There’s a big contrast between the industrial and the farm land. So what would happen with this food, its usually community based, and you’d make your dishes and invite people over and they’d bring the dishes that they made. But the way that the structure works as far as the meals go, which I really like it that you don’t actually start off with a bread or a soup, you start off with some cheese, you use that to tide you over. And they always have the bowls of fruit out. The fruit is completely different. They’re so small but so sweet. I miss it. They only pick it when its ripe and you eat it right away. My family specialty is pastichio, and it’s like a “Greek lasagna” and I call it that just because it has pasta and meat in different layers.

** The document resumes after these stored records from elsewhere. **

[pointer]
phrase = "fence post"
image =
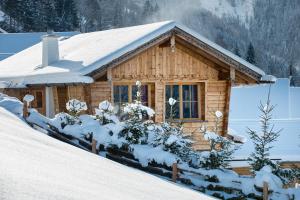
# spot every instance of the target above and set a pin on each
(174, 172)
(25, 109)
(265, 191)
(94, 149)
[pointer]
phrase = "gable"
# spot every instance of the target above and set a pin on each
(160, 62)
(90, 54)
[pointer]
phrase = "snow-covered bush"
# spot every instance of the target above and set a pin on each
(262, 141)
(221, 149)
(105, 113)
(28, 98)
(75, 106)
(138, 119)
(173, 140)
(171, 137)
(11, 104)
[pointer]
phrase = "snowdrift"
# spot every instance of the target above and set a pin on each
(35, 166)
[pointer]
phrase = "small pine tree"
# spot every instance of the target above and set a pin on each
(136, 126)
(171, 137)
(262, 141)
(250, 57)
(221, 148)
(237, 51)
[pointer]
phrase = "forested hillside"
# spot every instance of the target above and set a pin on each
(264, 32)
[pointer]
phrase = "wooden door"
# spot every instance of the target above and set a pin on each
(63, 98)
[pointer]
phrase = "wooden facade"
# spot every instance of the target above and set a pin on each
(172, 61)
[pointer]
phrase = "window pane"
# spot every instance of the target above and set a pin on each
(124, 93)
(39, 99)
(175, 110)
(116, 94)
(194, 93)
(168, 91)
(186, 92)
(194, 110)
(120, 94)
(175, 92)
(144, 94)
(172, 91)
(186, 110)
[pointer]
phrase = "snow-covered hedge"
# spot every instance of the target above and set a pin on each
(162, 143)
(11, 104)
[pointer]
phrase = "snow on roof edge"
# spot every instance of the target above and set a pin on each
(156, 33)
(130, 47)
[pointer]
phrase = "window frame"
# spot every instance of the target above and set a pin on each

Its purpose was to fill you up and give you enough energy for the long day, because most of the people in Cypress work in the fields. It’s a layer of noodles in the bottom, and then you would have a layer of ground beef with mint and parsley, and olive oil and chopped up onions, and then you add all the vegetables to get your nourishment. And then the top is béchamel cream. It’s a very light creamy mixture that adds some substance, and then you put a little cinnamon on top. And one small square like the size of your fist will completely fill you up, it’s a full meal. I actually called my grandmother to get the exact family recipe when I made it here. It doesn’t taste the same if you buy it in a store. Every family makes it a little differently. The family recipes correlate exactly to what the villages would grow, each dish will taste a little differently in each place. In the US we like storage. We need pre-packaged food or canned food, something that we can open easily and work on. In Cypress we have all these fruits and vegetables and its just around, you can pick it and you can make it, you have the time.

 

Analysis:

Here the informant A talks about the importance of fresh fruits and vegetables in Greece and also about the tradition she and her grandfather share when she went to pick the figs, and also the tradition of making her family recipes. She also describes how she called her Grandmother for the recipe and how that strengthened their bond.  She describes the importance of community and how everyone will come together over the home cooked food. She doesn’t think that this same type of community exists in the US because people cook much less here because they just want things fast, and have less special family recipes that are passed down.